Utility Management and Construction Company (UMCCo) located in Ochelata, Oklahoma has been installing gas lines for over fifteen years and is now also gaining a reputation in Northeastern Oklahoma as the experts in development and management of rural water systems.
It just makes sense to use it for water
UMCCo recently purchased a McElroy LineTamer and is now equipped to install coiled PE pipe. The biggest advantage of installing coiled pipe is the time saved. The LineTamer removes the coil set of the pipe by forcing it through a system of hydraulically powered rollers. It also re-rounds coiled pipe to meet or exceed ASTM D 2513 ‘ovality’ requirements.
A one mile 6″ PE potable water job in Washington County for Rural Water District #2 was the proving ground for their new machine. The cross-country mainline is part of a four mile upgrade from 2″ to 6″ that will enable the water district to serve approximately 400 customers.

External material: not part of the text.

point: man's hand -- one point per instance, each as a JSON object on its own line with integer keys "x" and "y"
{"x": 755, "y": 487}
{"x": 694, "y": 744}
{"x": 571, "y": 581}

“We have been working with polyethylene for quite a long time in gas applications,” said David Anderson, Vice President of UMCCo. “It just makes sense to use it for water. We know that after polyethylene goes in the ground, we never have to come back because it doesn’t leak.”
UMCCo’s know-how lies in total management of rural water districts from design through installation, repair, meter reading and billing. Most of the water districts UMCCo operates enjoy rates below the state average many are debt free and all are able to make substantial capital improvements each year.

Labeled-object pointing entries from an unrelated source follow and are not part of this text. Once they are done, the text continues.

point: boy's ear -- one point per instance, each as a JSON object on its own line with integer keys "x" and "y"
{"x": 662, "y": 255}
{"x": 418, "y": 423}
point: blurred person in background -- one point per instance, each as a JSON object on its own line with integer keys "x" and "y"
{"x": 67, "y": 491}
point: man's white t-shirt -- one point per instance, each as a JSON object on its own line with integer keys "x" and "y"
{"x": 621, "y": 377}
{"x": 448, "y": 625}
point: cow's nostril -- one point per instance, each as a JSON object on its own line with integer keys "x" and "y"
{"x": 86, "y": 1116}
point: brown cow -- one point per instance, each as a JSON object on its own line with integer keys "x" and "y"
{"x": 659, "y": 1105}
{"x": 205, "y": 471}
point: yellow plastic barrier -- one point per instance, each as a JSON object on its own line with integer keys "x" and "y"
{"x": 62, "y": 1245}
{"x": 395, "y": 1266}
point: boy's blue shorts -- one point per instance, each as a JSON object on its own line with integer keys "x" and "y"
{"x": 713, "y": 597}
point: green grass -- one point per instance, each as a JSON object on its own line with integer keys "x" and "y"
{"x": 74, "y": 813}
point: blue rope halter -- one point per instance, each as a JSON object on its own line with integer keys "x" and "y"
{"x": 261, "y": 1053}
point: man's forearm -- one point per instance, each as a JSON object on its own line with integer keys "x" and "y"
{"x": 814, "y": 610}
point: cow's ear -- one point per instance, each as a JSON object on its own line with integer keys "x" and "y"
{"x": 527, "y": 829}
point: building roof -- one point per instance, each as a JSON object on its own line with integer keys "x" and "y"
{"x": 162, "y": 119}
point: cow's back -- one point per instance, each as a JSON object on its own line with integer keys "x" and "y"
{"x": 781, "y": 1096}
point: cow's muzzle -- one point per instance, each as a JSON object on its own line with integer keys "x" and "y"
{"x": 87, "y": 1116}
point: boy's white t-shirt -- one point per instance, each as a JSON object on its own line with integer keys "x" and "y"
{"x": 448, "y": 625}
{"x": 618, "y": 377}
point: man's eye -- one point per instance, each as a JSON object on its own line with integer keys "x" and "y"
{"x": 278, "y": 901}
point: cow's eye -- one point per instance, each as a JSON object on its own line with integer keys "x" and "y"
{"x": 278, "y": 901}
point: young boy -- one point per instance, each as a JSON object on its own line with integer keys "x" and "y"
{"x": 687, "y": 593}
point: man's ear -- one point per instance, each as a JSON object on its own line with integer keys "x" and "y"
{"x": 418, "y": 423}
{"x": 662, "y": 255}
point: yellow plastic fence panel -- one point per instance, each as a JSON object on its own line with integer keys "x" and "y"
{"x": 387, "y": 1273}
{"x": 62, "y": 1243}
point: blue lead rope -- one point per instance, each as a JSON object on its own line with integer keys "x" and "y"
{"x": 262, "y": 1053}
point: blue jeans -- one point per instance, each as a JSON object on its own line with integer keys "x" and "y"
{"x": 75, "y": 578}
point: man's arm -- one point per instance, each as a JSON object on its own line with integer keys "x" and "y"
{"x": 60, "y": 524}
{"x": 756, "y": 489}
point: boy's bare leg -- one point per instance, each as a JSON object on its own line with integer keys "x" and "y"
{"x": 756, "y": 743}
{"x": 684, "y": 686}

Terry Silkey, Training & Development Manager for McElroy Manufacturing was on the job location to demonstrate and train the employees of UMCCo in the operation of the LineTamer.
“The LineTamer is easy to use,” said Silkey. “The machine is so simplistic a person with a minimal amount of training can quickly become an efficient operator.”
The crew set up a staging area in a central location. The coils of pipe were carried one at a time to the LineTamer and loaded in the containment cage. Silkey demonstrated the operation on the first 500 ft coil of 6″ PE. The crew ran the LineTamer on the second coil with assistance from Silkey and then straightened three additional coils unassisted. On the first day using the LineTamer, UMCCo straightened out a total of 2,500 ft of pipe in about five hours. UMCCo had averaged about 800 ft per day on previous projects using straight lengths of pipe.
The lengths of pipe were then dragged end-to-end along the right-of-way and fused together with a McElroy Pit Bull. Each of the four fusion joints took about 15 minutes to perform. If forty-foot lengths of pipe were used, there would have been over 60 fusion joints.
“My guys where a little skeptical about the LineTamer at first but after about the third roll everyone was sold,” said Anderson. “I think with a little practice 2 people could easily uncoil over a mile of 6″ pipe a day. We estimate the LineTamer should save about four days labor for every mile of pipe we lay. What used to take a week now takes 1 day.”